Re: Billion Triples Challenge Crawl 2014 from Andreas Harth on 2014-02-17 (semantic-web@w3.org from February 2014)

From: Andreas Harth <andreas@harth.org>
Date: Mon, 17 Feb 2014 12:59:54 +0100
To: Hugh Glaser <hugh@glasers.org>
CC: Semantic Web <semantic-web@w3.org>
Message-ID: <5301F9BA.40806@harth.org>

Hi,

On 02/16/2014 01:01 PM, Hugh Glaser wrote:
> This is to the list because there may be issues that people would
> like to discuss.

+1

> So one question is, how do you feel about such stiff in the Crawl?
> And another is, what should the Crawl do with such effectively
> unbounded datasets?
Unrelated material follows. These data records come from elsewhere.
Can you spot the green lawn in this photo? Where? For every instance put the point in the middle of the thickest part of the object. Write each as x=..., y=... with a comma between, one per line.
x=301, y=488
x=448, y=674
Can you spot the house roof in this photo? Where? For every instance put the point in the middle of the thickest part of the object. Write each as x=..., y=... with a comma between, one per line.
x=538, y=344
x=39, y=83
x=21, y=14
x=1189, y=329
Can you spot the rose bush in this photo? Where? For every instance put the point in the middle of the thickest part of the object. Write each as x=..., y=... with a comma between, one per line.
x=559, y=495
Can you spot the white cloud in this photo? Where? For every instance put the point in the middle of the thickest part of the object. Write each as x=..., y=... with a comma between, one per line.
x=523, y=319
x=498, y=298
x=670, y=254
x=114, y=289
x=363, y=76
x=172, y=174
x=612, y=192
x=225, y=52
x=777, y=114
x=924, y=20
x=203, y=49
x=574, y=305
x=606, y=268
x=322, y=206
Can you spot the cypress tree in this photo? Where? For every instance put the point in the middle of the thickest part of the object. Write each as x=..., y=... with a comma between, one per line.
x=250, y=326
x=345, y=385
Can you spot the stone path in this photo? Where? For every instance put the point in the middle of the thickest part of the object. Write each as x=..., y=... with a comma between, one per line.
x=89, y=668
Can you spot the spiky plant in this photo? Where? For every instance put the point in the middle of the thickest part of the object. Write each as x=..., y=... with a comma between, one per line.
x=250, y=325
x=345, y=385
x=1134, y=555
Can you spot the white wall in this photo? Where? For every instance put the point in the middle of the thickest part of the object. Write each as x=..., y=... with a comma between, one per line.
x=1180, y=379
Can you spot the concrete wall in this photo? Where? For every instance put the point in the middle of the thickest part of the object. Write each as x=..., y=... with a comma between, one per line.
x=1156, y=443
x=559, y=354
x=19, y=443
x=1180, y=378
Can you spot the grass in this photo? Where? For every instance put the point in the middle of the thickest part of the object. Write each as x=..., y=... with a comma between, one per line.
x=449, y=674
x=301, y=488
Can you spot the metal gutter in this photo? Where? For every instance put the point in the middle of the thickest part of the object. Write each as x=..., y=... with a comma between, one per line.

And indeed, unbounded ones such as
> http://km.aifb.kit.edu/projects/numbers/ (built as an April Fool, but
> that is actually useful), or some other datasets we now have that are
> linked, unbounded, rdf?
>
> Personally I would like to see representation of these datasets in
> the Crawl.

These datasets will be represented, to a degree, as we cannot get the
"entire"  web of Linked Data (see Linked Open Numbers).  We plan to
crawl for about a month and see what we can get.

If we assume a crawling delay of 2 seconds, we'll dereference at most
(60*60*24)/2=43200 URIs per day per pay-level domain, which leads to
around 1.3 million per pay-level domain for the entire crawl.  At least
that's our plan.

> Again, personally I think that such datasets may well have a place in
> the Crawl - perhaps it would encourage research to identify such
> stuff before it becomes more widespread?

Due to my aversion for manual work the crawler will just download those
files indiscriminately.  I agree with you that we'll need algorithms
and methods to sort out the mess at some point.

Cheers,
Andreas.

Received on Monday, 17 February 2014 12:00:21 UTC